Thinking Step Encoding further informs the model as to which phase of reasoning it occupies, supporting differentiated and elastic computation.
Benchmarks show ITT achieves competitive accuracy with significantly smaller models and reduced training data, outperforming standard transformer and loop-based architectures.

ITT is thus a direct architectural application of ITG, offering parameter-efficient, problem-adaptive refinement.

7. Misconceptions and Caveats: ITG Trace Length vs.
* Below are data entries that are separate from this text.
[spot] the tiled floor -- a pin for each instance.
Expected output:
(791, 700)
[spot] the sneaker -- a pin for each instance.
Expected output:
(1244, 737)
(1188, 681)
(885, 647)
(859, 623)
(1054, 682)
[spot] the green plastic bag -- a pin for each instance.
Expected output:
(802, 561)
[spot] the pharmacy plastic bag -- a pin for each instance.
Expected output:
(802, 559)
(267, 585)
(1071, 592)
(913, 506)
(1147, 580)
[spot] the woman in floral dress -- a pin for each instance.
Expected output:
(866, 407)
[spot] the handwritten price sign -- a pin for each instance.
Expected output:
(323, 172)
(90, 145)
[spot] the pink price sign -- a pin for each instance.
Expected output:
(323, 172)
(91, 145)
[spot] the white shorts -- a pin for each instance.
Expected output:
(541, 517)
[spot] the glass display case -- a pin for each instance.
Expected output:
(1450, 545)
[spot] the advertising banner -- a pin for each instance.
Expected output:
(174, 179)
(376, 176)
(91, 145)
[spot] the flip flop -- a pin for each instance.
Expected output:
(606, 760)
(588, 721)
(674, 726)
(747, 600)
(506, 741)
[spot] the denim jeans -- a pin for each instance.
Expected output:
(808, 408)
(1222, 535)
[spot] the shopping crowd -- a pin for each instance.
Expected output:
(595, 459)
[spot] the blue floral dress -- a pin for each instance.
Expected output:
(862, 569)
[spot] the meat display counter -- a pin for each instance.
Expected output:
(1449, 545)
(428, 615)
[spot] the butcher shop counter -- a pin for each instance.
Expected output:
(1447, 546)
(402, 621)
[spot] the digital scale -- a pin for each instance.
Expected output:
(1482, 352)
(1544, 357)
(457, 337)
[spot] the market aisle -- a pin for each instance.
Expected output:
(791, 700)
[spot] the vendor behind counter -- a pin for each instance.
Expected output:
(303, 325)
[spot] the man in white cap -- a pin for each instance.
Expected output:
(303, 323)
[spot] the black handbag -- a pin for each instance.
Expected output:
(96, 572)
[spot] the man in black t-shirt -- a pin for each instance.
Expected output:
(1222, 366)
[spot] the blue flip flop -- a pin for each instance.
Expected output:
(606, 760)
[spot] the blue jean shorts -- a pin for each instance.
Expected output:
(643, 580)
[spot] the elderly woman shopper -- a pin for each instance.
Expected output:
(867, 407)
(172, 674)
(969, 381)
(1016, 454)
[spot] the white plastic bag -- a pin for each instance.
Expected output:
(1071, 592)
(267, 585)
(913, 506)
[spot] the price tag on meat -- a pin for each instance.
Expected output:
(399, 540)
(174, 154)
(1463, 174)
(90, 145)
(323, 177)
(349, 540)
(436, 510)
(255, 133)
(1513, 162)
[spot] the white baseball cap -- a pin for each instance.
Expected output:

Problem Complexity

Empirical analysis (Palod et al., 9 Sep 2025) critically evaluates whether intermediate token sequence length correlates with problem difficulty:

Models trained to output derivational traces (e.g., step logs of A* search) do not reliably produce trace lengths reflective of computational complexity.
Even on trivial problems, sequence length can be excessive, and solution generation may fail. When problems are similar to the training distribution, trace length weakly mimics ground-truth trace length, but correlation vanishes for out-of-distribution inputs.
The trace length is mediated more by distributional recall rather than real-time problem-adaptive computation.

This evidence challenges the assumption in the field that longer ITG trace lengths equate to increased "thinking effort" or adaptive computation, cautioning against anthropomorphizing such mechanisms.

Summary Table: ITG Mechanisms Across Domains

Domain	ITG Role	Key Properties / Findings
Score-based Generative	Loss at intermediate SDE steps	Enhanced diversity, sample complexity bounds
Motion Synthesis	Manifold-constrained token generation	Increased accuracy, continuity, avoids local minima
LLM Inference	Layerwise decoding, dynamic exit	Up to 46% compute savings, maintains output quality
Image Super-resolution	Discrete iterative token refinement	Training simplicity, inference within 8 steps
Reasoning/Trace Models	Chain-of-thought sequence generation	Trace length ≠ problem complexity, ties to training
Transformer Architectures	Adaptive depth, residual refining	Error decay, stable learning, parameter efficiency

Intermediate Token Generation now forms a key axis of methodological advancement in generative modeling, efficient inference, and adaptive reasoning architectures. Its practical benefits depend critically on implementation modality, integration with model architecture, and attention to distributional effects. Critically, assumptions relating ITG sequence properties with underlying problem complexity or "reasoning effort" should be empirically validated rather than presumed.